Wet toezicht onderwijs krijgt brede steun
Alle fracties in de Tweede Kamer hebben woensdag voor de Wet op het onderwijstoezicht gestemd. De christelijke fracties (CDA, ChristenUnie, SGP) stapten over hun bezwaren heen nadat de wet op hun initiatief op enkele punten was gewijzigd.
Als begin volgend jaar ook de Eerste Kamer met de nieuwe wet instemt, gaat de Inspectie van het Onderwijs vanaf volgend schooljaar scholen uitgebreider en intensiever onder de loep nemen.
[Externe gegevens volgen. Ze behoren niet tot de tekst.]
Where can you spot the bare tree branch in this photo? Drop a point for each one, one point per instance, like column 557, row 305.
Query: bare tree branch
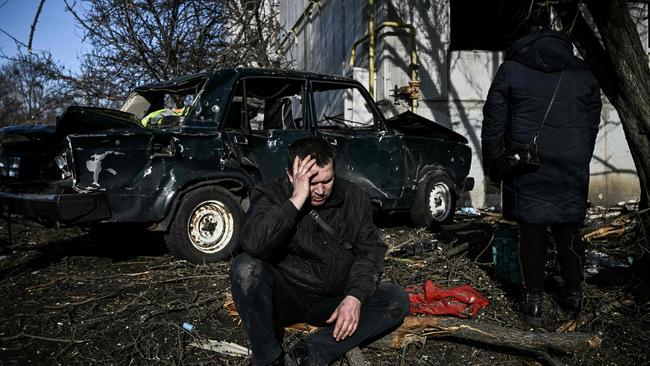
column 33, row 28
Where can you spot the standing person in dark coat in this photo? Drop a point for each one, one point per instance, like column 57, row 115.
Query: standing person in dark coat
column 293, row 270
column 555, row 194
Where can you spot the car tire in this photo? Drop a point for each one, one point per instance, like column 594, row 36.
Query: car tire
column 206, row 226
column 435, row 201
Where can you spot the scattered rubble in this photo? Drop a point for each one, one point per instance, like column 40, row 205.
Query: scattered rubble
column 68, row 299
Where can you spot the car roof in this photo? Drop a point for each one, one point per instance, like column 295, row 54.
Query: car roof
column 194, row 79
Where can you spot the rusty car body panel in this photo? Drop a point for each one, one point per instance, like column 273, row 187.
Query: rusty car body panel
column 103, row 166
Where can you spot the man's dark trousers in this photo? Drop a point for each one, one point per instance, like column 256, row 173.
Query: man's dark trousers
column 264, row 298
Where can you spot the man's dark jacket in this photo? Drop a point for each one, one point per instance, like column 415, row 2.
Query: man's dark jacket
column 517, row 101
column 307, row 256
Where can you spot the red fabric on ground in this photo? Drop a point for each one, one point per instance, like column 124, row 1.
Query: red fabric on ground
column 462, row 301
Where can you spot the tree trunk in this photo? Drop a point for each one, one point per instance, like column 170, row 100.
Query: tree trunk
column 621, row 67
column 491, row 334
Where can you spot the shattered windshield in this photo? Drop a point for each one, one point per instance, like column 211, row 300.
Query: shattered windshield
column 342, row 106
column 164, row 104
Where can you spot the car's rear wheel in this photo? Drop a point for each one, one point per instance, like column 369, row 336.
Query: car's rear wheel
column 206, row 226
column 435, row 201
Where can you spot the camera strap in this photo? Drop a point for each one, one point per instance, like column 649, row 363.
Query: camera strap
column 328, row 229
column 548, row 109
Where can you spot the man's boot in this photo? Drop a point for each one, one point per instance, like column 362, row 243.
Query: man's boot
column 299, row 355
column 530, row 307
column 571, row 301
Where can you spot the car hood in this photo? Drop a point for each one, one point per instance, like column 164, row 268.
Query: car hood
column 413, row 124
column 76, row 119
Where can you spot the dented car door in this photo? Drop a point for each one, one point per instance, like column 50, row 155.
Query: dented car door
column 370, row 155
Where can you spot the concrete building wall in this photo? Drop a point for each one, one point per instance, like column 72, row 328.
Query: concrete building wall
column 454, row 84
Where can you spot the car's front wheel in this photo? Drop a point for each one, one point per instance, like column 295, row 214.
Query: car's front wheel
column 435, row 201
column 206, row 226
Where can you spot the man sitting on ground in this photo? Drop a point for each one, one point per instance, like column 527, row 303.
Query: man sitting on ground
column 295, row 269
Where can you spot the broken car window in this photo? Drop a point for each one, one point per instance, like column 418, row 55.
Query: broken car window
column 270, row 105
column 341, row 106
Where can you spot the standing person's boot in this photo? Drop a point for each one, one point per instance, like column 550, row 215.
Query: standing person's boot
column 530, row 307
column 572, row 300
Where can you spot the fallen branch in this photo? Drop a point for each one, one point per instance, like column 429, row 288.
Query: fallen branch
column 487, row 333
column 25, row 335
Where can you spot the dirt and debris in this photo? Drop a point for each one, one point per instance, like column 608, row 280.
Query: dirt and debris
column 68, row 298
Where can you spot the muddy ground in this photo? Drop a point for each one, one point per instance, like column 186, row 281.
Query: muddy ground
column 70, row 297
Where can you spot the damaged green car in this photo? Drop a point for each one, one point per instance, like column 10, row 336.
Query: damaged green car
column 189, row 171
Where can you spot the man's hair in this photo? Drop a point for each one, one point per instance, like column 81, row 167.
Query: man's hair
column 318, row 148
column 528, row 25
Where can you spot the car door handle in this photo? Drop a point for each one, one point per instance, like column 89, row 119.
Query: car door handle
column 331, row 140
column 241, row 140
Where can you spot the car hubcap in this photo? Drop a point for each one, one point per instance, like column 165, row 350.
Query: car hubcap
column 211, row 226
column 439, row 199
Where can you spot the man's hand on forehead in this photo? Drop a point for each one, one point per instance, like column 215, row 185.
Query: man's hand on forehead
column 303, row 170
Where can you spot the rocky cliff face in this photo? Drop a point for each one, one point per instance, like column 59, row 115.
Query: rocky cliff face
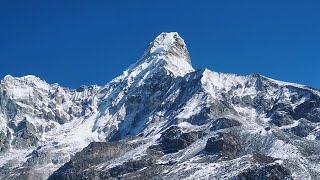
column 160, row 119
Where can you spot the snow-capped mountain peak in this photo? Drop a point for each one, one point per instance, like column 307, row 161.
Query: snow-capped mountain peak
column 168, row 53
column 160, row 119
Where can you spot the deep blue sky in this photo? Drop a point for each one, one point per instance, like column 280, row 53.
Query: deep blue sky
column 91, row 42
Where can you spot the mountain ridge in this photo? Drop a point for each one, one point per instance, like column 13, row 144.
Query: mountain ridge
column 157, row 118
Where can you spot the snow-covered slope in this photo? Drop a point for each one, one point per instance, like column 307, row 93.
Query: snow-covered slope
column 160, row 119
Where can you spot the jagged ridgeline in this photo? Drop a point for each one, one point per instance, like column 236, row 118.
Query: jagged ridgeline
column 160, row 119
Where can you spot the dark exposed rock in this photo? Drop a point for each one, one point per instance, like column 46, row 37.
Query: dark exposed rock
column 262, row 159
column 303, row 129
column 224, row 145
column 223, row 123
column 25, row 135
column 281, row 119
column 4, row 141
column 270, row 172
column 95, row 153
column 174, row 139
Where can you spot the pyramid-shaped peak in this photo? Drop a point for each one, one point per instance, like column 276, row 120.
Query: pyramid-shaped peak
column 170, row 43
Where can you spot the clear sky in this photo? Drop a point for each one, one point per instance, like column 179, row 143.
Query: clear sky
column 91, row 42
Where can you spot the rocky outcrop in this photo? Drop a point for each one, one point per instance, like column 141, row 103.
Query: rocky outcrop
column 224, row 145
column 174, row 139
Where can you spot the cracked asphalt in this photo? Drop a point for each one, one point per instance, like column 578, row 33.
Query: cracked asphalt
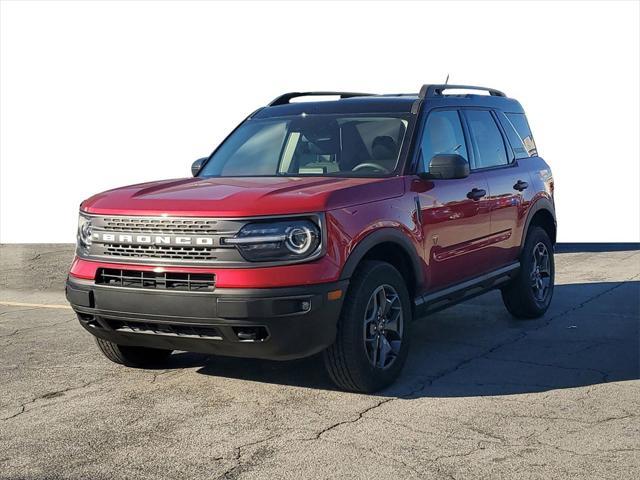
column 482, row 395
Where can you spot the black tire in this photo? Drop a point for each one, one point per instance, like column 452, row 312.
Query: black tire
column 349, row 362
column 521, row 297
column 133, row 356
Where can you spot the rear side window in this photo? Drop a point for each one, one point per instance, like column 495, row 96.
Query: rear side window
column 442, row 134
column 488, row 144
column 521, row 126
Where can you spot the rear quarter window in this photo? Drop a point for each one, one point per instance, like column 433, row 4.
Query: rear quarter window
column 519, row 134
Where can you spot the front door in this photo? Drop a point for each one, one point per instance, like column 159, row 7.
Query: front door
column 508, row 183
column 454, row 214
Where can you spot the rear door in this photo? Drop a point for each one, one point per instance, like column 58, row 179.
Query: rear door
column 454, row 214
column 508, row 183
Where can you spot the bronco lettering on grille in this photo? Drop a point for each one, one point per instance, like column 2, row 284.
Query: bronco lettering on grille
column 125, row 238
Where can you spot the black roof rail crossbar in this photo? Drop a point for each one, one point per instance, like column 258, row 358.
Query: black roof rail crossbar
column 437, row 90
column 286, row 98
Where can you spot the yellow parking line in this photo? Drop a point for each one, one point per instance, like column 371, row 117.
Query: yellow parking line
column 36, row 305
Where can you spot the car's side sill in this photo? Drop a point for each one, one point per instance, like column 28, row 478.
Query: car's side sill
column 435, row 301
Ouders, leerlingen en onderwijspersoneel kunnen dan ook in rapporten op internet terugvinden wat de inspectie vindt van de kwaliteit en de sfeer op elke school.
De christelijke fracties waren aanvankelijk tegen het wetsvoorstel gekant omdat ze vrezen dat de inspectie zich te veel met de aanpak van scholen gaat bemoeien. De grondwettelijke vrijheid verbiedt dit volgens hen. Uiteindelijk zetten CDA, ChristenUnie en SGP hun bezwaren opzij in ruil voor een passage in de wet die expliciet de scholen zelf als eerstverantwoordelijken aanwijst voor het bewaken van de eigen kwaliteit. Daarmee wordt de rol van de inspectie toch weer wat terughoudender, dankzij een amendement van ChristenUnie-kamerlid Slob.
Blij
De Kamer stemde ook in met een wetswijziging die het SGP-kamerlid Van der Vlies indiende. Op grond daarvan moet de inspectie haar toetsingskader in overleg met alle erkende richtingen vaststellen, zeker bij vragen die de vrijheid van inrichting van het onderwijs betreffen.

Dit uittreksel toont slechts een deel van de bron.